When used as a vertebral body replacement, the Crystal device is intended for use in the thoracic and/or thoracolumbar spine (T1-L5) to replace a collapsed, damaged, or unstable vertebral body resected or excised (i.e., partial or total vertebrectomy procedures) due to tumor or trauma (i.e., fracture). This device is intended to be used with supplemental spinal fixation systems that have been cleared for use in the thoracic and/or lumbar spine (i.e., posterior pedicle screw and rod systems, anterior plate systems, and anterior screw and rod systems). The interior of the spacer can be packed with allograft or autograft. When used as an intervertebral body fusion device, the Crystal device is intended for spinal fusion procedures at one level (C3-C7) in skeletally mature patients with degenerative disc disease (defined as back pain of discogenic origin with degeneration of the disc confirmed by history and radiographic studies) of the cervical spine. Implants are to be implanted via an open, anterior approach and packed with autogenous bone.

Spinal Elements' Crystal device is a generally box-shaped devices with various holes located throughout its geometry and teeth on the superior and inferior surfaces. The device may be made from titanium alloy (Ti-6Al-4V) or polyetheretherketone (PEEK).

Here is an analysis of the provided 510(k) summary regarding the Crystal® device:

Acceptance Criteria and Device Performance Study for Crystal®

The provided document describes a 510(k) premarket notification for the Crystal® Intervertebral Body Fusion Device. It outlines the device's description, intended use, and a claim of substantial equivalence. However, it does not explicitly detail acceptance criteria or a clinical study proving device performance against those criteria in the way a typical AI/software device submission would.

For medical devices, particularly those claiming substantial equivalence, the "acceptance criteria" are often implied by meeting the performance characteristics of the predicate device(s) and relevant FDA guidance. The "study" typically refers to specific testing (mechanical, biocompatibility, etc.) that demonstrates the device's safety and effectiveness for its intended use, aligning with the performance of predicate devices.

Based on the provided text, here is the information:

1. Table of Acceptance Criteria and Reported Device Performance

Note: The document does not provide a table of explicit acceptance criteria or detailed performance metrics from a clinical study. Instead, it states that the device was found substantially equivalent to predicate devices based on mechanical testing. The "acceptance criteria" can be inferred as meeting the mechanical performance standards of similar legally marketed intervertebral body fusion devices.

2. Sample Size Used for the Test Set and Data Provenance

• Test Set Sample Size: Not applicable in the context of this 510(k) submission. This document describes mechanical testing and a comparison to predicate devices, not a clinical trial with a "test set" of patients.
• Data Provenance: Not applicable. The "data" refers to mechanical test results, which would have been generated in a laboratory setting.

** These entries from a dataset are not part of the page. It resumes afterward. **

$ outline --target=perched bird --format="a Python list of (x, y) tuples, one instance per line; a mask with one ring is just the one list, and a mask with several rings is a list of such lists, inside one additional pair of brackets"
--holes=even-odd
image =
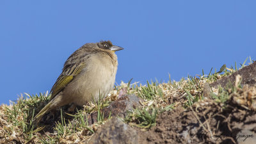
[(38, 123), (44, 114), (65, 104), (82, 106), (106, 96), (115, 83), (118, 65), (115, 52), (122, 49), (108, 40), (88, 43), (76, 51), (53, 85), (50, 101), (35, 120)]

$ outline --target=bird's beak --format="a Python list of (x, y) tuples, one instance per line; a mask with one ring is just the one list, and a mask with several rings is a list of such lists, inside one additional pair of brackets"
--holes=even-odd
[(112, 51), (118, 51), (120, 50), (124, 49), (123, 47), (116, 46), (116, 45), (113, 45), (113, 47), (110, 47), (110, 50)]

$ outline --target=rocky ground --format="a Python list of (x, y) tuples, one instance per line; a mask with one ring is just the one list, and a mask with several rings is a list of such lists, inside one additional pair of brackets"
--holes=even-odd
[(45, 96), (0, 107), (1, 143), (256, 143), (255, 62), (180, 82), (129, 83), (101, 103), (63, 107), (34, 127), (31, 111), (46, 104)]

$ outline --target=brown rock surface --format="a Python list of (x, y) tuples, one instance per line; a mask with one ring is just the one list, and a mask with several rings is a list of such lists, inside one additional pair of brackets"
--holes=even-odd
[(88, 143), (138, 143), (137, 131), (119, 118), (113, 117), (96, 131)]
[[(141, 106), (140, 100), (141, 99), (135, 95), (122, 95), (116, 101), (112, 102), (109, 106), (103, 108), (101, 112), (104, 113), (104, 118), (108, 118), (110, 113), (112, 116), (125, 117), (127, 111)], [(97, 111), (95, 111), (87, 116), (89, 125), (97, 122)]]

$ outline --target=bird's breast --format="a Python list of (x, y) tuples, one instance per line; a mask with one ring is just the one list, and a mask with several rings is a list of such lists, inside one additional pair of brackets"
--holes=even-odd
[[(95, 54), (85, 61), (86, 67), (65, 88), (70, 99), (79, 106), (98, 100), (113, 88), (117, 70), (117, 60), (106, 54)], [(77, 99), (78, 98), (78, 99)]]

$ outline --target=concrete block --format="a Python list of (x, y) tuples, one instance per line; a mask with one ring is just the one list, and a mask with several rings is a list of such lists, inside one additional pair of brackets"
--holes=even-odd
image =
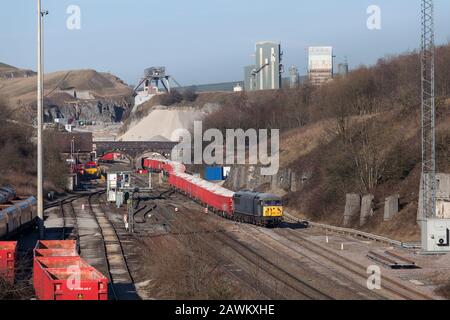
[(360, 214), (360, 220), (359, 225), (362, 227), (366, 224), (367, 220), (373, 216), (373, 200), (375, 199), (375, 196), (372, 194), (367, 194), (363, 196), (361, 200), (361, 214)]
[[(450, 202), (450, 174), (447, 173), (437, 173), (436, 174), (436, 214), (439, 218), (450, 217), (450, 205), (447, 205)], [(417, 221), (423, 221), (423, 213), (422, 213), (422, 184), (423, 179), (420, 179), (420, 188), (419, 188), (419, 204), (417, 207)]]
[(347, 194), (345, 199), (344, 226), (348, 226), (352, 217), (361, 210), (361, 196), (359, 194)]
[(295, 174), (295, 172), (291, 172), (291, 191), (298, 191), (297, 175)]
[(400, 195), (387, 197), (384, 203), (384, 221), (391, 220), (399, 211)]
[(270, 184), (270, 189), (272, 189), (272, 190), (278, 189), (278, 173), (272, 176), (272, 182)]

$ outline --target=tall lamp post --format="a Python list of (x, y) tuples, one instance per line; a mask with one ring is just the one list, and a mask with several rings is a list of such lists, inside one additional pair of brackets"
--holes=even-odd
[(37, 77), (37, 213), (39, 218), (39, 237), (44, 238), (44, 181), (43, 181), (43, 145), (42, 123), (44, 105), (44, 66), (42, 45), (42, 20), (48, 11), (42, 12), (41, 0), (38, 0), (38, 77)]

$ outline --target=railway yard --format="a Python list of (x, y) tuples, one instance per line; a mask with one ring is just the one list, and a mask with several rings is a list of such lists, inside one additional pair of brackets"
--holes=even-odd
[[(137, 186), (147, 180), (133, 175)], [(229, 221), (165, 183), (138, 206), (133, 234), (125, 229), (126, 209), (106, 202), (101, 184), (46, 206), (46, 239), (77, 240), (80, 256), (108, 278), (111, 300), (441, 299), (429, 280), (439, 280), (436, 265), (445, 271), (445, 256), (425, 257), (289, 219), (277, 228)], [(36, 237), (18, 239), (23, 299), (35, 298), (29, 279)], [(381, 263), (393, 257), (408, 263)], [(373, 265), (381, 269), (379, 290), (367, 285)]]

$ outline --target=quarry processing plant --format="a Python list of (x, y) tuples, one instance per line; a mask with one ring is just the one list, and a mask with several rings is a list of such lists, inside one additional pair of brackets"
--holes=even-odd
[(256, 43), (255, 64), (244, 68), (244, 89), (276, 90), (281, 88), (283, 52), (278, 42)]

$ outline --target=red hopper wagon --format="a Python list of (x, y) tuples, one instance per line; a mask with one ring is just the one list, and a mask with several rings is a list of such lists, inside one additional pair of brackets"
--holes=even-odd
[(108, 279), (95, 268), (44, 269), (39, 300), (108, 300)]

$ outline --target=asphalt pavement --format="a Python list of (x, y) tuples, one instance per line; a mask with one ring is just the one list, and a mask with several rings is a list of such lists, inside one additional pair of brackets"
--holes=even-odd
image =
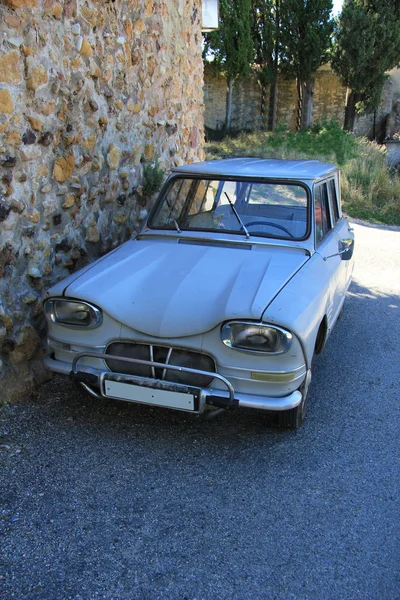
[(400, 598), (400, 231), (354, 227), (300, 430), (59, 377), (3, 410), (1, 598)]

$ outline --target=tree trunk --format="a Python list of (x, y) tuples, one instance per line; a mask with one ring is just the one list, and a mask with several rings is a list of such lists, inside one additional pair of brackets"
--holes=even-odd
[(296, 80), (296, 88), (297, 88), (296, 130), (298, 131), (300, 129), (300, 125), (301, 125), (301, 111), (303, 108), (303, 102), (302, 102), (303, 88), (301, 86), (301, 82), (299, 81), (299, 79)]
[(276, 77), (271, 83), (269, 90), (268, 131), (274, 131), (276, 127), (276, 115), (278, 106), (278, 82)]
[(346, 111), (344, 114), (344, 129), (346, 131), (354, 131), (354, 128), (357, 123), (357, 111), (356, 104), (360, 102), (361, 94), (357, 94), (352, 90), (347, 90), (347, 98), (346, 98)]
[(314, 80), (301, 83), (301, 119), (300, 129), (309, 129), (312, 125), (312, 110), (314, 102)]
[(232, 120), (232, 94), (233, 94), (233, 77), (228, 78), (228, 94), (226, 99), (226, 118), (225, 118), (225, 129), (227, 131), (231, 128)]

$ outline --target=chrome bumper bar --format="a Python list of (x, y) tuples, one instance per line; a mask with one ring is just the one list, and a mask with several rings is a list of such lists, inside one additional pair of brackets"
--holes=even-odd
[[(126, 375), (122, 373), (114, 373), (113, 371), (98, 370), (93, 367), (81, 367), (78, 370), (78, 363), (82, 358), (99, 358), (102, 360), (120, 360), (121, 362), (130, 362), (133, 364), (140, 364), (160, 369), (168, 369), (171, 371), (192, 373), (197, 375), (204, 375), (218, 379), (226, 386), (226, 391), (217, 390), (213, 388), (195, 388), (190, 385), (184, 385), (181, 383), (173, 383), (160, 379), (152, 379), (147, 377), (141, 377), (137, 375)], [(256, 408), (259, 410), (270, 410), (270, 411), (283, 411), (290, 410), (298, 406), (302, 400), (302, 394), (296, 390), (281, 398), (271, 396), (259, 396), (255, 394), (244, 394), (236, 392), (232, 383), (219, 373), (213, 373), (211, 371), (202, 371), (200, 369), (191, 369), (189, 367), (179, 367), (176, 365), (168, 365), (165, 363), (158, 363), (150, 360), (141, 360), (138, 358), (125, 358), (118, 357), (112, 354), (102, 354), (98, 352), (80, 352), (77, 354), (72, 362), (72, 369), (68, 363), (60, 363), (60, 361), (54, 360), (51, 356), (46, 356), (44, 359), (45, 365), (52, 371), (68, 374), (73, 381), (81, 383), (81, 385), (92, 395), (97, 398), (109, 398), (110, 396), (104, 393), (106, 381), (119, 381), (123, 383), (131, 383), (134, 385), (141, 385), (143, 387), (150, 387), (153, 389), (162, 389), (166, 391), (178, 391), (183, 393), (194, 393), (199, 399), (199, 406), (196, 412), (203, 412), (205, 405), (214, 406), (215, 408), (234, 409), (237, 407), (244, 408)], [(92, 386), (99, 388), (100, 393), (93, 390)]]

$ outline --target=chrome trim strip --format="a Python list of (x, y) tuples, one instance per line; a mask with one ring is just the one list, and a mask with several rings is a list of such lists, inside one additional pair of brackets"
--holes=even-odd
[(65, 339), (59, 340), (58, 338), (55, 338), (54, 336), (51, 336), (51, 335), (47, 335), (47, 340), (49, 342), (56, 342), (58, 344), (68, 344), (69, 346), (83, 346), (83, 348), (99, 348), (100, 350), (103, 350), (104, 348), (106, 348), (106, 344), (102, 344), (101, 346), (93, 346), (93, 344), (90, 344), (90, 346), (89, 346), (88, 344), (81, 344), (81, 342), (79, 342), (79, 343), (66, 342)]
[[(150, 353), (150, 360), (153, 363), (154, 362), (154, 348), (153, 348), (153, 344), (149, 344), (149, 353)], [(154, 367), (150, 367), (151, 368), (151, 376), (153, 377), (153, 379), (156, 378), (156, 371), (154, 369)]]
[[(218, 365), (220, 370), (225, 371), (242, 371), (243, 373), (265, 373), (266, 375), (289, 375), (290, 373), (297, 373), (298, 371), (302, 371), (301, 375), (304, 375), (306, 372), (306, 365), (303, 364), (300, 367), (296, 367), (295, 369), (289, 369), (288, 371), (260, 371), (260, 369), (251, 369), (247, 367), (230, 367), (229, 365), (220, 364)], [(238, 377), (240, 374), (238, 375)], [(236, 375), (232, 375), (232, 377), (236, 377)]]
[[(97, 356), (97, 355), (96, 355)], [(77, 358), (77, 357), (76, 357)], [(113, 357), (115, 358), (115, 357)], [(126, 359), (125, 359), (126, 360)], [(65, 363), (62, 361), (57, 361), (51, 358), (50, 355), (47, 355), (44, 358), (44, 364), (50, 370), (61, 373), (63, 375), (68, 375), (71, 372), (71, 365), (69, 363)], [(164, 365), (163, 365), (164, 366)], [(85, 373), (93, 373), (100, 377), (100, 371), (94, 369), (93, 367), (84, 367)], [(106, 375), (110, 375), (109, 372), (105, 372)], [(216, 373), (208, 373), (208, 375), (216, 376)], [(222, 376), (219, 376), (218, 379), (222, 379)], [(225, 379), (225, 378), (224, 378)], [(231, 384), (230, 384), (231, 385)], [(89, 391), (92, 393), (93, 390)], [(206, 399), (208, 396), (220, 396), (223, 398), (227, 397), (226, 392), (216, 389), (200, 389), (200, 406), (204, 406)], [(94, 392), (96, 394), (96, 392)], [(291, 408), (295, 408), (298, 404), (300, 404), (302, 400), (301, 392), (296, 390), (289, 394), (289, 396), (284, 396), (283, 398), (274, 398), (271, 396), (257, 396), (256, 394), (244, 394), (242, 392), (234, 392), (235, 399), (239, 401), (239, 407), (243, 408), (256, 408), (259, 410), (271, 410), (271, 411), (280, 411), (280, 410), (290, 410)], [(102, 396), (99, 398), (103, 399)]]
[[(154, 366), (154, 367), (160, 368), (160, 369), (170, 369), (171, 371), (179, 371), (181, 373), (183, 372), (183, 373), (193, 373), (194, 375), (205, 375), (206, 377), (212, 377), (212, 379), (218, 379), (219, 381), (221, 381), (224, 385), (226, 385), (226, 387), (228, 389), (229, 400), (231, 402), (234, 402), (234, 399), (235, 399), (235, 389), (234, 389), (233, 385), (231, 384), (230, 381), (228, 381), (228, 379), (226, 379), (226, 377), (224, 377), (223, 375), (219, 375), (219, 373), (213, 373), (211, 371), (201, 371), (200, 369), (191, 369), (189, 367), (178, 367), (176, 365), (166, 365), (165, 363), (158, 363), (158, 362), (154, 362), (154, 361), (152, 362), (150, 360), (141, 360), (139, 358), (119, 357), (119, 356), (114, 356), (113, 354), (97, 354), (95, 352), (80, 352), (79, 354), (77, 354), (74, 357), (74, 360), (72, 361), (72, 373), (74, 375), (77, 373), (77, 363), (83, 357), (102, 358), (103, 360), (117, 360), (117, 361), (119, 360), (121, 362), (130, 362), (133, 364), (146, 365), (149, 367)], [(102, 371), (100, 374), (100, 378), (103, 375), (112, 376), (113, 374), (116, 375), (116, 373), (114, 373), (113, 371)], [(123, 375), (124, 377), (129, 379), (129, 375), (125, 375), (124, 373), (120, 373), (120, 375)], [(146, 378), (144, 377), (143, 379), (146, 379)], [(184, 387), (188, 387), (188, 386), (184, 386)], [(102, 390), (101, 390), (101, 393), (103, 393)]]
[[(163, 238), (163, 237), (169, 237), (172, 239), (175, 239), (175, 241), (179, 244), (180, 240), (186, 239), (186, 240), (193, 240), (193, 241), (197, 241), (197, 242), (203, 242), (203, 243), (207, 243), (208, 240), (210, 241), (214, 241), (214, 242), (226, 242), (231, 244), (232, 242), (234, 242), (235, 244), (244, 244), (244, 245), (249, 245), (249, 240), (247, 238), (244, 238), (243, 240), (239, 239), (231, 239), (231, 238), (222, 238), (222, 237), (216, 237), (215, 235), (212, 235), (210, 237), (200, 237), (200, 236), (194, 236), (194, 235), (184, 235), (186, 232), (182, 231), (182, 234), (180, 237), (178, 237), (176, 235), (176, 232), (170, 230), (170, 231), (166, 231), (164, 232), (157, 232), (157, 233), (153, 233), (153, 231), (150, 231), (148, 229), (144, 229), (143, 231), (140, 232), (140, 234), (135, 238), (135, 240), (140, 241), (141, 239), (144, 238)], [(204, 232), (204, 233), (209, 233), (209, 232)], [(251, 234), (250, 234), (251, 235)], [(263, 240), (258, 240), (258, 239), (252, 239), (251, 240), (251, 245), (252, 246), (273, 246), (273, 247), (283, 247), (283, 248), (295, 248), (297, 250), (303, 250), (305, 254), (307, 254), (308, 256), (312, 255), (312, 252), (309, 248), (305, 248), (304, 246), (293, 242), (293, 243), (282, 243), (282, 240), (279, 238), (274, 238), (271, 239), (271, 241), (263, 241)]]
[[(172, 354), (172, 348), (168, 349), (168, 354), (167, 354), (167, 358), (165, 359), (165, 364), (169, 365), (169, 360), (171, 358), (171, 354)], [(161, 375), (161, 379), (165, 379), (165, 375), (167, 374), (167, 369), (164, 369)]]

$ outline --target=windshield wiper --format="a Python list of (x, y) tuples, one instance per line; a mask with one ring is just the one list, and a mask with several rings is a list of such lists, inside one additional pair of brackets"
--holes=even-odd
[(232, 209), (232, 211), (233, 211), (233, 214), (235, 215), (235, 217), (236, 217), (236, 218), (237, 218), (237, 220), (239, 221), (239, 224), (242, 226), (242, 229), (243, 229), (243, 231), (245, 232), (245, 234), (246, 234), (246, 237), (247, 237), (247, 238), (249, 238), (249, 237), (250, 237), (250, 234), (249, 234), (249, 232), (247, 231), (246, 225), (243, 223), (242, 219), (240, 218), (240, 215), (239, 215), (238, 211), (237, 211), (237, 210), (236, 210), (236, 208), (233, 206), (233, 202), (232, 202), (232, 200), (229, 198), (229, 196), (228, 196), (228, 194), (227, 194), (226, 192), (224, 192), (224, 194), (225, 194), (225, 196), (228, 198), (228, 202), (229, 202), (229, 204), (230, 204), (230, 207), (231, 207), (231, 209)]

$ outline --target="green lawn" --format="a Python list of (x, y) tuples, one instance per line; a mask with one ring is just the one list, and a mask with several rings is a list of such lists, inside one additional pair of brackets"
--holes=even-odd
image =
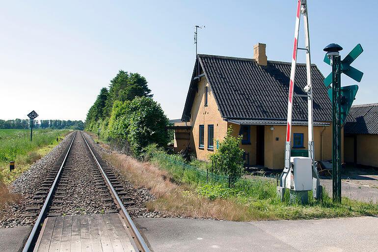
[(285, 195), (286, 200), (281, 202), (277, 196), (276, 182), (273, 180), (259, 177), (241, 179), (229, 188), (227, 183), (207, 182), (206, 173), (186, 168), (180, 165), (180, 162), (172, 162), (172, 159), (184, 162), (178, 155), (169, 156), (162, 152), (160, 155), (154, 155), (152, 162), (168, 171), (173, 181), (190, 185), (191, 193), (197, 196), (211, 200), (222, 199), (227, 201), (230, 206), (236, 206), (233, 211), (239, 212), (239, 216), (231, 220), (295, 220), (378, 215), (377, 201), (365, 203), (343, 197), (341, 204), (334, 203), (324, 191), (321, 200), (316, 201), (311, 197), (305, 205), (290, 203), (288, 194)]
[[(29, 130), (0, 130), (0, 180), (6, 184), (14, 180), (69, 132), (68, 130), (34, 130), (30, 141)], [(16, 162), (15, 169), (12, 172), (9, 167), (11, 161)]]

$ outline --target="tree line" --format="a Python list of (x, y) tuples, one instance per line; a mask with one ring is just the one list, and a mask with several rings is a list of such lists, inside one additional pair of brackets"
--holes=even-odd
[[(33, 128), (36, 129), (70, 129), (83, 130), (84, 123), (81, 120), (33, 120)], [(0, 119), (0, 129), (27, 129), (30, 128), (28, 119), (15, 119), (14, 120)]]
[(165, 128), (168, 119), (152, 97), (144, 77), (119, 70), (89, 109), (85, 129), (99, 131), (108, 142), (127, 145), (129, 153), (136, 157), (150, 144), (165, 147), (170, 139)]

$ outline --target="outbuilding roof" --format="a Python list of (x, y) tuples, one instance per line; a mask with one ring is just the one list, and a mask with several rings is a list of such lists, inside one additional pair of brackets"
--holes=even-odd
[(378, 134), (378, 103), (353, 105), (349, 114), (344, 126), (345, 134)]
[[(255, 59), (198, 55), (182, 119), (190, 117), (199, 78), (203, 72), (224, 119), (286, 120), (291, 63), (268, 61), (261, 66)], [(332, 120), (332, 106), (323, 84), (324, 77), (311, 65), (314, 120)], [(305, 64), (297, 63), (294, 95), (306, 95)], [(306, 97), (295, 97), (293, 120), (307, 118)]]

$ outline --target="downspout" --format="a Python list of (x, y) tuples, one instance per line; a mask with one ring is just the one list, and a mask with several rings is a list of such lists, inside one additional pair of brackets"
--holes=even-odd
[(323, 161), (323, 132), (325, 130), (325, 126), (323, 126), (323, 130), (320, 133), (320, 155), (321, 161)]

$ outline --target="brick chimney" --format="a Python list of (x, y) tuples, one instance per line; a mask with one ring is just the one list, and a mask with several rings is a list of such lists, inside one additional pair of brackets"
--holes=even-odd
[(257, 64), (261, 66), (266, 66), (268, 64), (267, 55), (265, 53), (266, 44), (258, 43), (253, 46), (253, 58), (257, 61)]

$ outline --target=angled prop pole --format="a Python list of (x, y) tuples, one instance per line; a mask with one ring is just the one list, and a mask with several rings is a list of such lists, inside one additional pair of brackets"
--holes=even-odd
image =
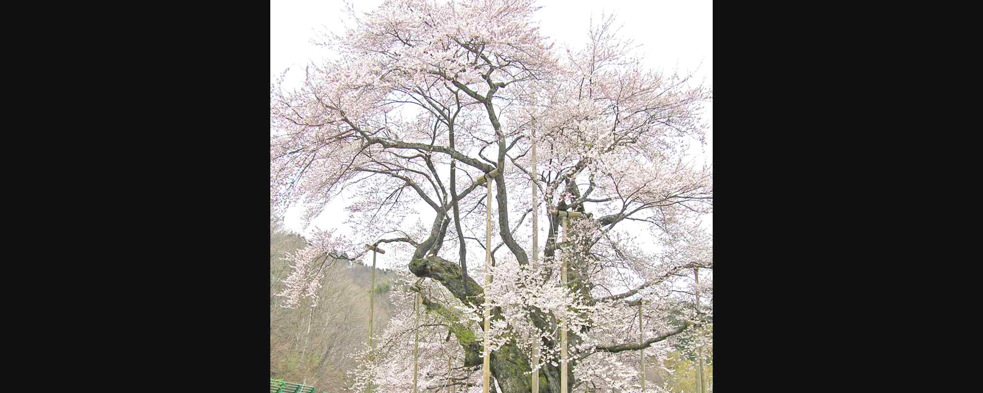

3. Number of Experts Used to Establish Ground Truth for the Test Set and Qualifications

• Not applicable. There was no "ground truth" derived from human experts in the context of a clinical test set for this type of device submission. Ground truth for mechanical devices is typically established through recognized engineering standards and validated testing methodologies.

4. Adjudication Method for the Test Set

• Not applicable. There was no clinical test set requiring an adjudication method.

5. Multi-Reader Multi-Case (MRMC) Comparative Effectiveness Study

• No MRMC study was done. This device is a passive implantable medical device (an intervertebral body fusion device), not an imaging or AI-assisted diagnostic tool that would typically involve an MRMC study.

6. Standalone (Algorithm Only Without Human-in-the-Loop Performance) Study

• Not applicable. This is a physical medical device, not an algorithm or software. Therefore, the concept of "standalone performance" for an algorithm is not relevant.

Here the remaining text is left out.